When we started removing the “help.” Early cuts often feel safer because they explain or soften intent. Once those beats were trimmed, the tone snapped into focus.

The edit became about rhythm and implication. If a scene landed emotionally, we moved on. That’s when the film revealed itself as lean, precise, and quietly unsettling.

Were there scenes you loved that had to go?

Not entire scenes — most restraint came from shaping moments within scenes. Timing, reduced exposition, trusting performance and framing. That allowed the film to stay tight without losing anything essential.

 

Elizabeth Coverdale — Best Actress Winner

How did you ground emotional reactions to absence?

Giving the character space to think and feel was key. I focused on understanding Victoria’s environment and emotional logic rather than presenting a generic response.

Drawing on her relationships with other characters helped define stakes. I was also inspired by Anne Brontë — often called the “forgotten Brontë” — whose work explored female emotion and strength long before it was recognised. That sense of injustice and suppressed fury resonated with Victoria.

Jonathon Carley — Key Cast

How did you approach restraint in performance?

Preparation. Understanding who Julian is, what he wants, and how he relates to others allowed me to underplay without losing clarity.

The full Invisible Man costume removes facial expression and eye contact, which is challenging. There’s a temptation to overcompensate physically, but restraint felt more truthful. Julian exerts control through stillness.

As a voice actor, I’m used to channelling emotion through voice alone, which helped. When the mask finally comes off, the shift is physical and emotional — no theatrics, just vulnerability. That scene affected me deeply, largely because of Elizabeth’s performance and the trust within the team.

James Dorman — Key Cast

How did the ensemble develop a shared rhythm?

Making the third film together helped enormously. We know each other’s rhythms. Luke wrote the characters specifically for us, and we all shared similar sensibilities. From the start, we “got” the tone and how to support it collectively.

Has recognition changed how you relate to the film?

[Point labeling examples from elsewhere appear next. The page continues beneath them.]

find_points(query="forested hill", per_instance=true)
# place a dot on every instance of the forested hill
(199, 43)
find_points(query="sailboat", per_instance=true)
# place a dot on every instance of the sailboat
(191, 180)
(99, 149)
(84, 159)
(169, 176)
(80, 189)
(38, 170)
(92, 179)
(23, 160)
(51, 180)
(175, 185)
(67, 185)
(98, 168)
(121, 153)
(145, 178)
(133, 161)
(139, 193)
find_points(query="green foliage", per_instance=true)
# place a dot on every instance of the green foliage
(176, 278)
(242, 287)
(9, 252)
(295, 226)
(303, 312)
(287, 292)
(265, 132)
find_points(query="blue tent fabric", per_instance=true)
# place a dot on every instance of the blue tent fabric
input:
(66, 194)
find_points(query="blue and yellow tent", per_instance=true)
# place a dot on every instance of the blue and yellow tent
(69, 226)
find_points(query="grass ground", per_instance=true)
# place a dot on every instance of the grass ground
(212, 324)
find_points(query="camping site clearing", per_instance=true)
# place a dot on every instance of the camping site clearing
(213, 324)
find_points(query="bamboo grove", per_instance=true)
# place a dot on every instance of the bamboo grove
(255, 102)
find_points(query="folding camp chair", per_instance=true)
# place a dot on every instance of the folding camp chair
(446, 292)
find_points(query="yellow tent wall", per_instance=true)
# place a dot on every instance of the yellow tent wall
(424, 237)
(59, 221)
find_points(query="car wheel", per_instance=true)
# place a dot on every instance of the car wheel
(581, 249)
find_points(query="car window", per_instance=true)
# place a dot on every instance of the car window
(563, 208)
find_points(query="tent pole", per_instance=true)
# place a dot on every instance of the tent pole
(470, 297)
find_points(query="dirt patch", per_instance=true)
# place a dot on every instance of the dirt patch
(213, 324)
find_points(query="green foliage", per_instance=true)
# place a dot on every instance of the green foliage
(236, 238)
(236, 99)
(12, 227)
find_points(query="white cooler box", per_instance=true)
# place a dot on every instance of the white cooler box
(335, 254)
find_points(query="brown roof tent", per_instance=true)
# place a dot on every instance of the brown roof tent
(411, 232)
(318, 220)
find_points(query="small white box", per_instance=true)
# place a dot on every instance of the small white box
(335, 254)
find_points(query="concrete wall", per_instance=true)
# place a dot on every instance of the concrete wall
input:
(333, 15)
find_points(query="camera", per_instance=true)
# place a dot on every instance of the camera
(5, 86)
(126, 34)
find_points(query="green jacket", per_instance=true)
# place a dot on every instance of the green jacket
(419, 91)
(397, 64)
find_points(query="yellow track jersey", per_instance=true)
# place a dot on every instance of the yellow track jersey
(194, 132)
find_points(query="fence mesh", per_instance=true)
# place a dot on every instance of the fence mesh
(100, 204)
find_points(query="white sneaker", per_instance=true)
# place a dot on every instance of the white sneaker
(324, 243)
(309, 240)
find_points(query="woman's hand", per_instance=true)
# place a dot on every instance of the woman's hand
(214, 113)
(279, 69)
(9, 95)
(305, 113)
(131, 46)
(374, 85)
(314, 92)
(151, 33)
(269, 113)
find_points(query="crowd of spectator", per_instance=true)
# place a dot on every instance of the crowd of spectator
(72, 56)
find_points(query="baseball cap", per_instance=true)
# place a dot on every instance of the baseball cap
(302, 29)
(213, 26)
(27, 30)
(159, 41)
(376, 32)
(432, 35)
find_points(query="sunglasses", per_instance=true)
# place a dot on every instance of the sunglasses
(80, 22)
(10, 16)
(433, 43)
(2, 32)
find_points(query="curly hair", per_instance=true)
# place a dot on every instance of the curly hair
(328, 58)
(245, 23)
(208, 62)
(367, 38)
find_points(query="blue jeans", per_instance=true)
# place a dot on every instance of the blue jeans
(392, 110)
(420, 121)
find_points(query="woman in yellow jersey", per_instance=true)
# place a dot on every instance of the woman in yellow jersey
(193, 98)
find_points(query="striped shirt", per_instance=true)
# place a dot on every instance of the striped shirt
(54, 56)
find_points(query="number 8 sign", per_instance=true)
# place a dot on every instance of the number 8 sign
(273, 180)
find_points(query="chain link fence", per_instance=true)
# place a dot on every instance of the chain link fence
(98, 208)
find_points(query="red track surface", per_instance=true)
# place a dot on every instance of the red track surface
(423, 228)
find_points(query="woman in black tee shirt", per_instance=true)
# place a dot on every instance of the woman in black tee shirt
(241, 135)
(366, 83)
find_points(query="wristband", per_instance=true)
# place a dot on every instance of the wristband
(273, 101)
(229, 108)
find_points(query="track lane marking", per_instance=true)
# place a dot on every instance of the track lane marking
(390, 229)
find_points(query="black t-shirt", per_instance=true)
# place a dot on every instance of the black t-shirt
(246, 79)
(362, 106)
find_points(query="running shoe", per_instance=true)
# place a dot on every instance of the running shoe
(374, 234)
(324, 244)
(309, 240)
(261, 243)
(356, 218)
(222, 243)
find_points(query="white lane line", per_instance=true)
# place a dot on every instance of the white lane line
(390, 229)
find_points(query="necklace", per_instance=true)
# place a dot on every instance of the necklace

It still feels private. The film has won awards, but it hasn’t truly been seen yet. It’s only just starting its festival run.

Out of the trilogy, this is the one I revisit the least. Finishing it felt like closing a chapter. I’m proud it exists — now I want it to go out and do what it’s meant to do.

What do you hope audiences carry with them?

I don’t want applause. I want quiet. That reflective silence where people aren’t sure what they think yet, but know they felt something.

If it works, the film lingers — on the walk home. That’s the reaction I value most.

Has this project reshaped how you think about authorship?

Yes. Restraint isn’t the absence of ambition — it’s a form of ambition.

Even when I carry multiple roles, the best work still comes from honest collaboration. The film improved the moment we stopped protecting the plan and started responding to what was actually happening. Going forward, I want precision without rigidity.